O que se convencionou chamar Cooperação Internacional para o Desenvolvimento (CID) – seus agentes, mecanismos e normas de funcionamento – se propõe historicamente a desenhar e legitimar cenários para a própria atuação, com o suposto propósito de promover o desenvolvimento. As contínuas narrativas legitimantes do suposto fracasso endógeno de Estados periféricos como discurso e prática oficiais dos agentes externos da CID institucionalizam e doutrinam essa concepção, a qual pode ser reproduzida fora e dentro das fronteiras dos mesmos Estados – no caso da Guiné-Bissau, vê-se que alguns agentes mais precavidos desviam-se criticamente dessa concepção. Este é o ponto de partida da obra intitulada Guiné-Bissau: da independência colonial à dependência da Cooperação Internacional para o Desenvolvimento, de autoria de Maria do Carmo Rebouças dos Santos.
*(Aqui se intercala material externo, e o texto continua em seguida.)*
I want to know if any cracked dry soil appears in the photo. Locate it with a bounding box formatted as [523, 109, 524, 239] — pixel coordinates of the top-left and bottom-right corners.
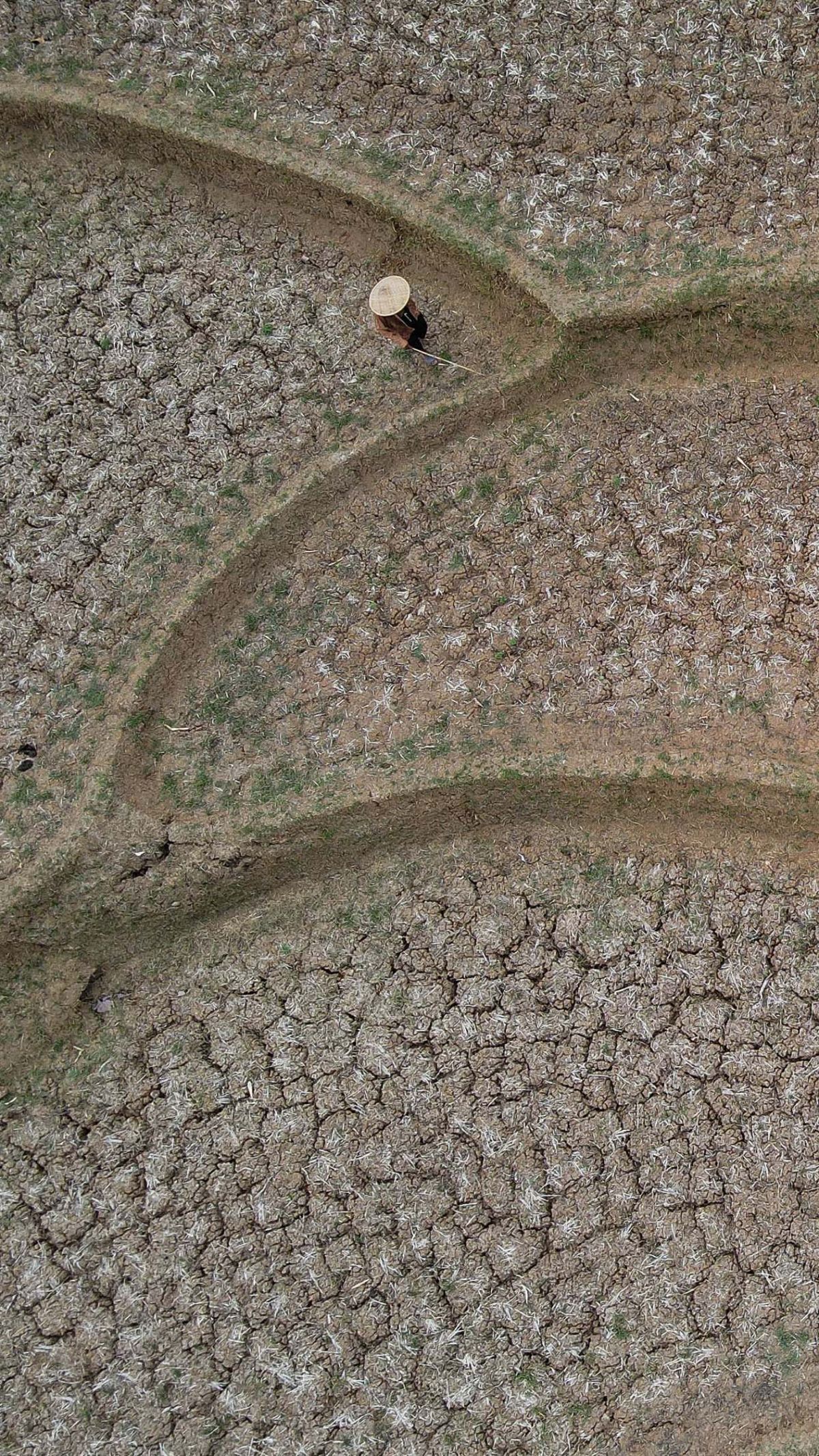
[0, 144, 485, 875]
[156, 380, 819, 819]
[0, 834, 819, 1456]
[8, 0, 819, 290]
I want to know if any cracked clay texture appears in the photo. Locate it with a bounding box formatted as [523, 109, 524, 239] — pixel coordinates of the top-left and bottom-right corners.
[0, 836, 819, 1456]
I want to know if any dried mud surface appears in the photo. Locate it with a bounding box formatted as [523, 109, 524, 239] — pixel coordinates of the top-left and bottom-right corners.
[0, 147, 485, 873]
[0, 836, 819, 1456]
[0, 0, 819, 289]
[154, 381, 819, 817]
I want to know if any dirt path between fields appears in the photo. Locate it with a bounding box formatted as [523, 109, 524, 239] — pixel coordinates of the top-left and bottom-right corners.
[0, 83, 819, 955]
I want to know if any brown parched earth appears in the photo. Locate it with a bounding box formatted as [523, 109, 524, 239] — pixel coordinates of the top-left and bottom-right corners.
[6, 0, 819, 1456]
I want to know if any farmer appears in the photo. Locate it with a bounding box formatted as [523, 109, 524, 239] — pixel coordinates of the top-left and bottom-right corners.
[370, 276, 427, 354]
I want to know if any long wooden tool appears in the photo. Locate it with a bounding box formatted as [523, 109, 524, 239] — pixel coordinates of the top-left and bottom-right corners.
[416, 349, 487, 379]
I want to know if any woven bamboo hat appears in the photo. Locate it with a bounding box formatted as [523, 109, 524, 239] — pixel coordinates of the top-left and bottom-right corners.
[370, 276, 410, 319]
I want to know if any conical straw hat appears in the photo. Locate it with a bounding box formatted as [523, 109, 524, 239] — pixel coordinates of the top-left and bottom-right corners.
[370, 276, 410, 319]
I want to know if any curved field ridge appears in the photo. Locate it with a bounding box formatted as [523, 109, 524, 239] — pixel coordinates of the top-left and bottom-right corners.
[0, 83, 819, 949]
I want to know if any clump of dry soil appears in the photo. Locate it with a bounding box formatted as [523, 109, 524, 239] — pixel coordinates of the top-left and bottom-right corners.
[0, 836, 819, 1456]
[0, 145, 484, 873]
[158, 381, 819, 815]
[0, 0, 819, 290]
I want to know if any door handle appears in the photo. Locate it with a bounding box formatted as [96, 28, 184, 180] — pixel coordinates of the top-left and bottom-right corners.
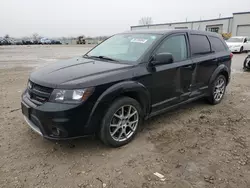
[183, 65, 195, 70]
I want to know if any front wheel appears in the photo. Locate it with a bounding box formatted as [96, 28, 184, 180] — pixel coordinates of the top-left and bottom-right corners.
[240, 46, 244, 53]
[208, 74, 227, 105]
[99, 97, 142, 147]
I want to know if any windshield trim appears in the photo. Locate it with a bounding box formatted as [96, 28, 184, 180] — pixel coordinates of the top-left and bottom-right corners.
[228, 37, 244, 42]
[82, 32, 164, 65]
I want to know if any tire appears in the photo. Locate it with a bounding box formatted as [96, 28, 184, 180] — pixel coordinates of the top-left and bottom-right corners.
[208, 74, 227, 105]
[99, 97, 143, 147]
[240, 46, 244, 54]
[243, 57, 250, 71]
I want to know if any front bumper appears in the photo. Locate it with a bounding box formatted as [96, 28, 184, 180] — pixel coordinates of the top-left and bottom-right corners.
[21, 90, 95, 140]
[229, 46, 241, 52]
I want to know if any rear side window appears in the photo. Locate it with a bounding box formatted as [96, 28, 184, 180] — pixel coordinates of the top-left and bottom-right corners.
[156, 35, 187, 62]
[209, 37, 226, 52]
[190, 34, 211, 55]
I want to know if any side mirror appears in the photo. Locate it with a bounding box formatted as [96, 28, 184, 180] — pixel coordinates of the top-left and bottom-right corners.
[151, 53, 174, 66]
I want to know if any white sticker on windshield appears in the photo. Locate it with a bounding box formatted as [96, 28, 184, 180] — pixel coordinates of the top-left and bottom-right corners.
[130, 39, 148, 44]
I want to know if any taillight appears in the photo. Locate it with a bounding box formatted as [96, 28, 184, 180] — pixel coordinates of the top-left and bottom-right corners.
[230, 52, 234, 59]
A pertinência da discussão tecida por este livro revela-se a partir de sua proposta desconstrutiva, quando mais não seja ao questionar o modelo hegemônico de cooperação e desenvolvimento, inspirado nas instituições políticas e financeiras representadas pelos países do centro do poder internacional, e de enfrentamento aos conceitos e formulações que se propõem a legitimar as hermenêuticas exógenas do outro.
A autora defende, e bem, que o acolhimento dessas narrativas e a adoção pelos países menos desenvolvidos (e de renda baixa, como a Guiné-Bissau) de doutrinas políticas, econômicas, culturais e ideológicas, as quais concedem base ao sistema internacional de cooperação, representam uma condição instrumental para incorrer no neocolonialismo e na lógica do mercado.
Uma das principais contribuições do trabalho de Maria do Carmo é o seu convite à reflexão sobre como a lógica dos chamados doadores internacionais cruza toda a história desse país da África ocidental, com os principais aspectos de seu contexto cultural e histórico ignorados pelos intervenientes da “ajuda” internacional.
João Paulo Pinto Có, Msc.
Historiador, antropólogo e diretor-geral interino do Instituto Nacional.